6. The device of claim 1, wherein said controller comprises: a clock source; a counter driven by the clock source; and a microcontroller configured such that: upon receipt of the first signal, the microcontroller resets the counter; upon receipt of the second signal, the microcontroller stores a first value of the counter as the first time period and resets the counter; and upon receipt of the third signal, the microcontroller stores a second value of the counter as the second time period.

7. The device of claim 1, wherein: said sensor comprises a piezoelectric transducer coupled to a bottom surface of the substrate.

8. A method of testing rebound qualities of an object, comprising: issuing a first signal in response to a first impact of the object onto a substrate; issuing a second signal in response to a second impact of the object onto the substrate; measuring a first time period between the first signal and the second signal; issuing a third signal in response to a third impact of the object onto the substrate; measuring a second time period between the second signal and the third signal.

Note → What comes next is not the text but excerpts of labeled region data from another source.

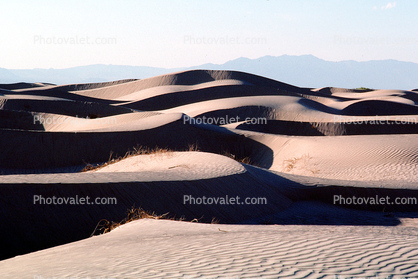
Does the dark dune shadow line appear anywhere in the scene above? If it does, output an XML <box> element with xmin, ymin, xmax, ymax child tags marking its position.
<box><xmin>0</xmin><ymin>120</ymin><xmax>273</xmax><ymax>172</ymax></box>
<box><xmin>119</xmin><ymin>85</ymin><xmax>295</xmax><ymax>111</ymax></box>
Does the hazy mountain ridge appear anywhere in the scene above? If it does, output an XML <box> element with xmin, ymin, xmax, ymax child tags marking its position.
<box><xmin>0</xmin><ymin>55</ymin><xmax>418</xmax><ymax>90</ymax></box>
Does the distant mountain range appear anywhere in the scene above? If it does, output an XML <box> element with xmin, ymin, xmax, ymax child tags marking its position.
<box><xmin>0</xmin><ymin>55</ymin><xmax>418</xmax><ymax>90</ymax></box>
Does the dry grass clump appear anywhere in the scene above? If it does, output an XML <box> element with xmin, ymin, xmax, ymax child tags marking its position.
<box><xmin>81</xmin><ymin>146</ymin><xmax>173</xmax><ymax>172</ymax></box>
<box><xmin>81</xmin><ymin>144</ymin><xmax>254</xmax><ymax>172</ymax></box>
<box><xmin>90</xmin><ymin>207</ymin><xmax>171</xmax><ymax>236</ymax></box>
<box><xmin>222</xmin><ymin>151</ymin><xmax>253</xmax><ymax>165</ymax></box>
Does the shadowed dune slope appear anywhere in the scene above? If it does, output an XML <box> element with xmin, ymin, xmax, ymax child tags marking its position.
<box><xmin>0</xmin><ymin>70</ymin><xmax>418</xmax><ymax>258</ymax></box>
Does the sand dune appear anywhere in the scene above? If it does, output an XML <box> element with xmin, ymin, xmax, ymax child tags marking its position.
<box><xmin>0</xmin><ymin>220</ymin><xmax>418</xmax><ymax>278</ymax></box>
<box><xmin>0</xmin><ymin>70</ymin><xmax>418</xmax><ymax>278</ymax></box>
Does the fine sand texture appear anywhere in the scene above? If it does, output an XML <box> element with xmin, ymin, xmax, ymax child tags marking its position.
<box><xmin>0</xmin><ymin>70</ymin><xmax>418</xmax><ymax>278</ymax></box>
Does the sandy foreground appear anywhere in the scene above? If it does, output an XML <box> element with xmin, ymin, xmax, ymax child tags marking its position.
<box><xmin>0</xmin><ymin>70</ymin><xmax>418</xmax><ymax>278</ymax></box>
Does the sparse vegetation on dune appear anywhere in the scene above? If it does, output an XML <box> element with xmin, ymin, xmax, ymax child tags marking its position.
<box><xmin>81</xmin><ymin>144</ymin><xmax>254</xmax><ymax>172</ymax></box>
<box><xmin>91</xmin><ymin>207</ymin><xmax>171</xmax><ymax>236</ymax></box>
<box><xmin>354</xmin><ymin>87</ymin><xmax>373</xmax><ymax>91</ymax></box>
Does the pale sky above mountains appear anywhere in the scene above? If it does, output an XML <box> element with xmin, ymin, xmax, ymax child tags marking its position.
<box><xmin>0</xmin><ymin>0</ymin><xmax>418</xmax><ymax>69</ymax></box>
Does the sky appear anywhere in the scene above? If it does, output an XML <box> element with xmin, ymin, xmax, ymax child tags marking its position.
<box><xmin>0</xmin><ymin>0</ymin><xmax>418</xmax><ymax>69</ymax></box>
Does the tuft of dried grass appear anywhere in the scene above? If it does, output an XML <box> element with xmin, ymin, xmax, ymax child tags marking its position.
<box><xmin>90</xmin><ymin>207</ymin><xmax>168</xmax><ymax>236</ymax></box>
<box><xmin>81</xmin><ymin>146</ymin><xmax>173</xmax><ymax>172</ymax></box>
<box><xmin>81</xmin><ymin>144</ymin><xmax>256</xmax><ymax>172</ymax></box>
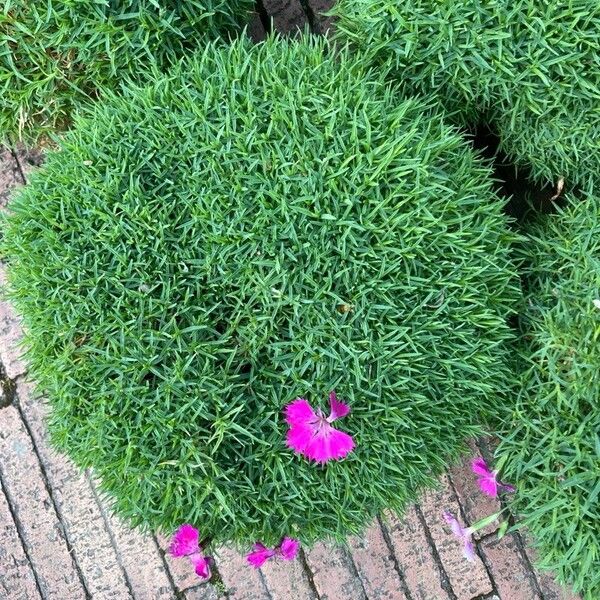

9. The method of claim 8, further comprising: dropping the object onto a substrate to cause the first impact of the object onto the substrate.

10. The method of claim 8, wherein: said issuing the first signal comprises issuing the first signal from a piezoelectric transducer coupled to a bottom surface of the substrate in response to the first impact of the object onto the substrate; and said issuing the second signal comprises issuing the second signal from the piezoelectric transducer coupled to the bottom surface of the substrate in response to the second impact of the object onto the substrate.

11. The method of claim 8, further comprising: calculating a rebound value based on the first time period and the second time period.

12. The method of claim 11, wherein: said calculating the rebound value comprises calculating a ratio of the square of the first time period to the square of the second time period.

13. The method of claim 12, wherein: said calculating the rebound value further comprises adding an offset constant to compensate for the mass of the substrate to the ratio of the square of the first time period to the square of the second time period.

14. The method of claim 11, further comprising: displaying the rebound value.

15. The method of claim 11, wherein said measuring the first time period between the first signal and the second signal comprises: upon receipt of the first signal, resetting a counter driven by a clock source; and upon receipt of the second signal, storing a first value of the counter as the first time period.

16. The method of claim 15, wherein said measuring the second time period between the second signal and the third signal comprises: upon receipt of the second signal, resetting the counter; and upon receipt of the third signal, storing a second value of the counter as the second time period.

17. The method of claim 16, wherein said measuring the first time period between the first signal and the second signal comprises: upon receipt of the first signal, disregarding additional signals for a predetermined time period.

18. The method of claim 16, further comprising: aborting the testing process if an elapsed time between the first signal and the second signal or between the second signal and the third signal exceeds a predetermined threshold time.

19. The method of claim 18, wherein said predetermined threshold time comprises one second.

20. The method of claim 8, wherein said object is a golf ball.